IoT is about new services enabled. The visibility and context enabled through sensors is powerful, transformative even. But it’s only part of the story. When we add sensors and connectivity to objects and products, we can interact with them. This allows the function of a product to transcend the product itself and enable entirely new service layers.
A good example of this can be found in a connected light bulb. A smart light bulb isn’t merely about the ability to turn the bulb on and off from a mobile app, nor is it only about significant increases in energy conservation, although these are extremely important. A smart light bulb is about enabling new services through the interactions of the product itself, wherein the light bulb serves as an dynamic source of real-time data that informs new opportunities.

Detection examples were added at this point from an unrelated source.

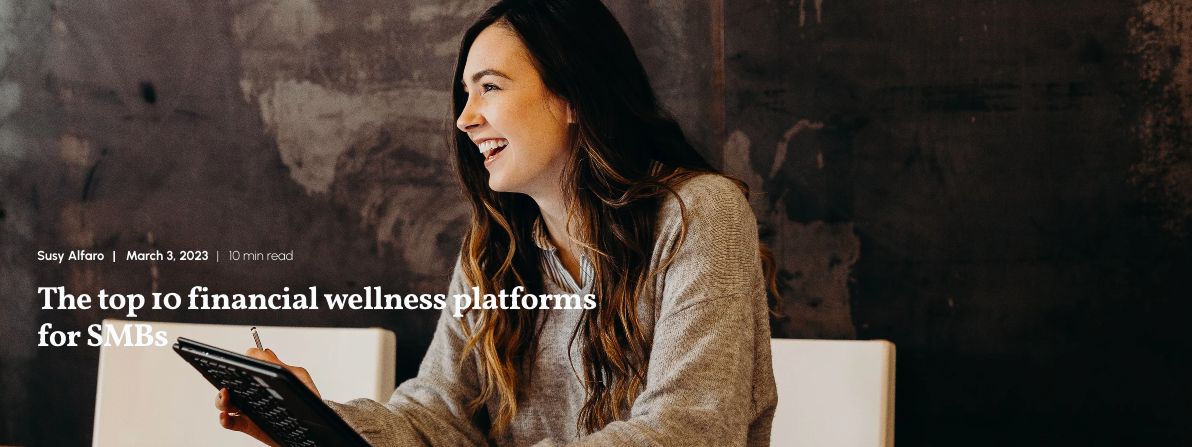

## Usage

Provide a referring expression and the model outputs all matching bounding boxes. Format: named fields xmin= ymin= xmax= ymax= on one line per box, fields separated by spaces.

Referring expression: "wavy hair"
xmin=451 ymin=0 xmax=776 ymax=436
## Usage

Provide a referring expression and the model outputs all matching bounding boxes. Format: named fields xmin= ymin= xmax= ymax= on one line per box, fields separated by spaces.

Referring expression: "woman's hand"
xmin=216 ymin=348 xmax=322 ymax=447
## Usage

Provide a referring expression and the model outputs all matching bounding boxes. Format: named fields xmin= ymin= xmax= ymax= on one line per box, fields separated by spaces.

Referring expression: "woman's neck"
xmin=530 ymin=191 xmax=583 ymax=284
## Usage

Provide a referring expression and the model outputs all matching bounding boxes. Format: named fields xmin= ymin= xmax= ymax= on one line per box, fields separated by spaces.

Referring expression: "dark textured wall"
xmin=0 ymin=0 xmax=1192 ymax=446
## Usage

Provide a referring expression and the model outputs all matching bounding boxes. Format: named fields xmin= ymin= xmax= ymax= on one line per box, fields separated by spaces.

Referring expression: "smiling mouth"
xmin=477 ymin=138 xmax=509 ymax=164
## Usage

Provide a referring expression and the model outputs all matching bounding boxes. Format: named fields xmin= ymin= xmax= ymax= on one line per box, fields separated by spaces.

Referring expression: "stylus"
xmin=249 ymin=325 xmax=265 ymax=350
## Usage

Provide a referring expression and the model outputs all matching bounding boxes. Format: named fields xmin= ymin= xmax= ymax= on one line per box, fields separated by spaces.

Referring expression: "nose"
xmin=455 ymin=94 xmax=484 ymax=132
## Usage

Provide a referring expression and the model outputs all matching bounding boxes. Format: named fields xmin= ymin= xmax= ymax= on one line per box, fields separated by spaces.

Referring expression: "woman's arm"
xmin=542 ymin=175 xmax=777 ymax=446
xmin=324 ymin=263 xmax=485 ymax=447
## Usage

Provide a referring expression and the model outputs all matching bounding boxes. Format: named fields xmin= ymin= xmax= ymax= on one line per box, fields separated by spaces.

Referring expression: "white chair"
xmin=770 ymin=339 xmax=894 ymax=447
xmin=92 ymin=319 xmax=397 ymax=447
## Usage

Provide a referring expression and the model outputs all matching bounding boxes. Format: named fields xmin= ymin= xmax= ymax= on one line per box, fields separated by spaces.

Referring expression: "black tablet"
xmin=174 ymin=337 xmax=368 ymax=447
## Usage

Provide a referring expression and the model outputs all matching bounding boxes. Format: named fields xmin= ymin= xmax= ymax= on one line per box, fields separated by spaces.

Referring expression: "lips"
xmin=476 ymin=138 xmax=509 ymax=167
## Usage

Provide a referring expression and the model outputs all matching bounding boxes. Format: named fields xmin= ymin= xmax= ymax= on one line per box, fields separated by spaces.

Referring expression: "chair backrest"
xmin=770 ymin=339 xmax=894 ymax=447
xmin=92 ymin=319 xmax=397 ymax=447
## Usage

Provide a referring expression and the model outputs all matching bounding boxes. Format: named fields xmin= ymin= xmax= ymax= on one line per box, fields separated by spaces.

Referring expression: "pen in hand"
xmin=249 ymin=325 xmax=265 ymax=350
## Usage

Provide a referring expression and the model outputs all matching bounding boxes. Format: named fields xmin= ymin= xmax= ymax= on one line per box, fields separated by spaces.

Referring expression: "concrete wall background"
xmin=0 ymin=0 xmax=1192 ymax=446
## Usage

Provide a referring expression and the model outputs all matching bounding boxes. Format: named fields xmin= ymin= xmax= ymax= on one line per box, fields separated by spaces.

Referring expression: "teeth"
xmin=477 ymin=139 xmax=509 ymax=153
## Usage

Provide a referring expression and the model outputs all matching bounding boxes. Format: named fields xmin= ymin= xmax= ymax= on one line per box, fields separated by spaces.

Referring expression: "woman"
xmin=217 ymin=0 xmax=777 ymax=446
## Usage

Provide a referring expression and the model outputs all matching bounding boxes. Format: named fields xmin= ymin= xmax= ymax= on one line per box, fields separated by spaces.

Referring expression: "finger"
xmin=216 ymin=389 xmax=236 ymax=411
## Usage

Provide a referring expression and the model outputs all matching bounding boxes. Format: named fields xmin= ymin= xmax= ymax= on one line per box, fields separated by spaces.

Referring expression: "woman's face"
xmin=455 ymin=25 xmax=570 ymax=198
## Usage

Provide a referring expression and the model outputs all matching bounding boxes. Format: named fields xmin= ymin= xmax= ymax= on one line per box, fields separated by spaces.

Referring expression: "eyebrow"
xmin=472 ymin=68 xmax=511 ymax=83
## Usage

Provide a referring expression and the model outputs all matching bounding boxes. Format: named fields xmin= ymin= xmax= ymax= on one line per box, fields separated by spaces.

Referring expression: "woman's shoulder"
xmin=660 ymin=173 xmax=753 ymax=221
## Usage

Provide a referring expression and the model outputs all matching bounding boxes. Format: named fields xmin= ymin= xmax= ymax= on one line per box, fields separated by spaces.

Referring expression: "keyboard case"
xmin=174 ymin=337 xmax=368 ymax=447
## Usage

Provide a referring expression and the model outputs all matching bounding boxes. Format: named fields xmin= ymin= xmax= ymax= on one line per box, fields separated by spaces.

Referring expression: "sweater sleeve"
xmin=325 ymin=263 xmax=485 ymax=447
xmin=540 ymin=175 xmax=774 ymax=446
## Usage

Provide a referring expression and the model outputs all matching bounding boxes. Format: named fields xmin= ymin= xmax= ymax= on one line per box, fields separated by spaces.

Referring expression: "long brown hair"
xmin=452 ymin=0 xmax=774 ymax=435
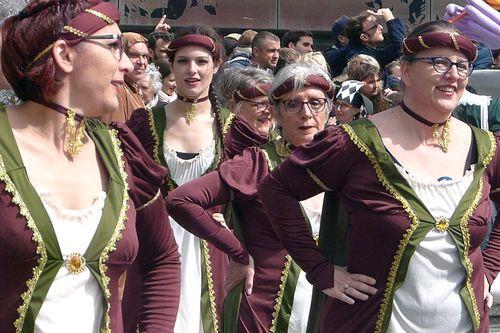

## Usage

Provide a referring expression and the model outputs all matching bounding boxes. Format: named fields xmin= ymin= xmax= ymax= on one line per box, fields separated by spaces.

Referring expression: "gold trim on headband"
xmin=28 ymin=43 xmax=54 ymax=68
xmin=450 ymin=33 xmax=460 ymax=51
xmin=64 ymin=25 xmax=89 ymax=38
xmin=85 ymin=9 xmax=115 ymax=24
xmin=403 ymin=38 xmax=415 ymax=53
xmin=418 ymin=36 xmax=431 ymax=49
xmin=255 ymin=86 xmax=267 ymax=96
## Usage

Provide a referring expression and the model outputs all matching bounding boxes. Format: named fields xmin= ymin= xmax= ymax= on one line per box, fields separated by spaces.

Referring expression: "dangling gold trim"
xmin=135 ymin=190 xmax=161 ymax=212
xmin=99 ymin=129 xmax=129 ymax=333
xmin=85 ymin=9 xmax=115 ymax=24
xmin=147 ymin=111 xmax=163 ymax=165
xmin=340 ymin=124 xmax=419 ymax=332
xmin=222 ymin=113 xmax=236 ymax=138
xmin=201 ymin=240 xmax=219 ymax=332
xmin=65 ymin=109 xmax=85 ymax=158
xmin=269 ymin=254 xmax=292 ymax=333
xmin=432 ymin=117 xmax=451 ymax=153
xmin=306 ymin=169 xmax=332 ymax=192
xmin=460 ymin=132 xmax=496 ymax=325
xmin=0 ymin=155 xmax=47 ymax=333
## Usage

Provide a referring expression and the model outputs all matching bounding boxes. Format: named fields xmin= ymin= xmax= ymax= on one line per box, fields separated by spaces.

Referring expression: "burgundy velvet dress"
xmin=259 ymin=119 xmax=500 ymax=332
xmin=0 ymin=108 xmax=180 ymax=333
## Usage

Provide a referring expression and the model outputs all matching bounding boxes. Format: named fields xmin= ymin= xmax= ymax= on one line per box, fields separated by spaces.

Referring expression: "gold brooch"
xmin=64 ymin=253 xmax=85 ymax=274
xmin=436 ymin=217 xmax=450 ymax=232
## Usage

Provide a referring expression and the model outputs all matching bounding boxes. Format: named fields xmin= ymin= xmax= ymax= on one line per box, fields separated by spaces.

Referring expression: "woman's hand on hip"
xmin=323 ymin=266 xmax=377 ymax=304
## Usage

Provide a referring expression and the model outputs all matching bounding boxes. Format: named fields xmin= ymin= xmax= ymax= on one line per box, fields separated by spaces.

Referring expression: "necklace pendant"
xmin=184 ymin=99 xmax=198 ymax=125
xmin=64 ymin=253 xmax=86 ymax=274
xmin=435 ymin=217 xmax=450 ymax=233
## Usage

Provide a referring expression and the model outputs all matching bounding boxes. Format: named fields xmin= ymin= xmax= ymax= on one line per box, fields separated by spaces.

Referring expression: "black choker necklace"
xmin=177 ymin=94 xmax=208 ymax=125
xmin=399 ymin=102 xmax=451 ymax=153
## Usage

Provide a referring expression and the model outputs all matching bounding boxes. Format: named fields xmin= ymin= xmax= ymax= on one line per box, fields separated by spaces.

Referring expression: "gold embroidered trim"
xmin=340 ymin=125 xmax=419 ymax=332
xmin=306 ymin=169 xmax=332 ymax=192
xmin=135 ymin=190 xmax=161 ymax=212
xmin=269 ymin=254 xmax=292 ymax=333
xmin=403 ymin=38 xmax=414 ymax=53
xmin=85 ymin=9 xmax=115 ymax=24
xmin=450 ymin=33 xmax=460 ymax=51
xmin=0 ymin=155 xmax=47 ymax=333
xmin=460 ymin=132 xmax=496 ymax=326
xmin=201 ymin=240 xmax=219 ymax=332
xmin=222 ymin=113 xmax=236 ymax=138
xmin=64 ymin=25 xmax=89 ymax=38
xmin=418 ymin=36 xmax=431 ymax=49
xmin=99 ymin=129 xmax=129 ymax=333
xmin=148 ymin=111 xmax=161 ymax=164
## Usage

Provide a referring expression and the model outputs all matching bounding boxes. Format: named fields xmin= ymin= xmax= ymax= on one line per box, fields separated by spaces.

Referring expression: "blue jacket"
xmin=325 ymin=18 xmax=405 ymax=76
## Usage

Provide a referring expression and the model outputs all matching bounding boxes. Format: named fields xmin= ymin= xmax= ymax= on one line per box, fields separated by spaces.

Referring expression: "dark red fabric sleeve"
xmin=113 ymin=124 xmax=181 ymax=332
xmin=259 ymin=127 xmax=353 ymax=290
xmin=166 ymin=171 xmax=248 ymax=265
xmin=483 ymin=134 xmax=500 ymax=286
xmin=224 ymin=116 xmax=269 ymax=159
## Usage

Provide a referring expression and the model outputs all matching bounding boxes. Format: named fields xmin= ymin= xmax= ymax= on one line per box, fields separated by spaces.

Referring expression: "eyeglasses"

Goeee, a platform connecting lighting OEMs, has outfitted a bulb with sensors, embedded processors and Bluetooth connectivity to monitor temperature, humidity, ambient vs. color-tuning light, energy consumption, nearby motion, foot traffic and LED performance. The environmental, workforce and asset intelligence these light bulbs enable translate to new ‘value-added’ offerings for lighting manufacturers, including but certainly not limited to:
- Preventative maintenance
- Predictive maintenance
- Energy management and conservation
- Security services
- Automated control
- Performance reporting and analytics
- Occupancy detection and traffic monitoring
- Customer experience personalization and product engagement
- Interoperability with other RFID, GPS, mobile, beacon or connected nodes
What this means is that product-centric companies must now think beyond the physical form of the product and consider how the function, visibility, and interactions of/with the product create new value. This is, understandably, a fundamental hurdle for traditionally product-centric organizations to overcome. After all, if the focus shifts beyond the product, product manufacturers and retailers must consider significant modifications or entirely new business models.
IoT is about the ecosystems. As we zoom out from sensors and connectivity, even from services enabled by any single product, what we find is that the greatest implications (and disruptions) the Internet of Things promises exist at the ecosystem level. While businesses have been incorporating data and electronic intelligence into their models for years, IoT ushers in an era where digital information becomes the core business asset. New services enabled by connected products break down historically siloed industries and stakeholders and connect value chains in ways that are, at first, difficult to conceptualize, or threatening to existing models.
Because this era-defining sea change involves a sweeping paradigm shift from human-centric computing to ubiquitous sensor and machine-centric computing, we call it “the Ubiquity Shift.” To understand the ecosystem of a [connected] thing is to understand its broadest ecology and how to design a Smart System around that ecology. Consider the ecosystem participants in the example of packaged meat:
- Farmer, cow, manufacturers of processing and packaging equipment
- Distributors, merchandising controllers, transporters
- Wholesalers, retailers, groceries, scanners, shoppers
- Restaurants, diners, health inspectors
- Waste collectors, landfills, environmental inspectors
How do data and information impact these entities? How do these data and relationships enable entirely new modes of business? How can information platforms enable real-time value for diverse ecosystem players? Organizations must identify the dynamics between the diverse entities involved across the entire value chain, including technology suppliers, OEMs, integrators, retailers, brands, agencies, developers, end users, consumers and so on. As the economy continues to evolve towards networked business and collaboration models, understanding IoT through the ecosystem lens will separate the trend followers from the true innovators and disruptors.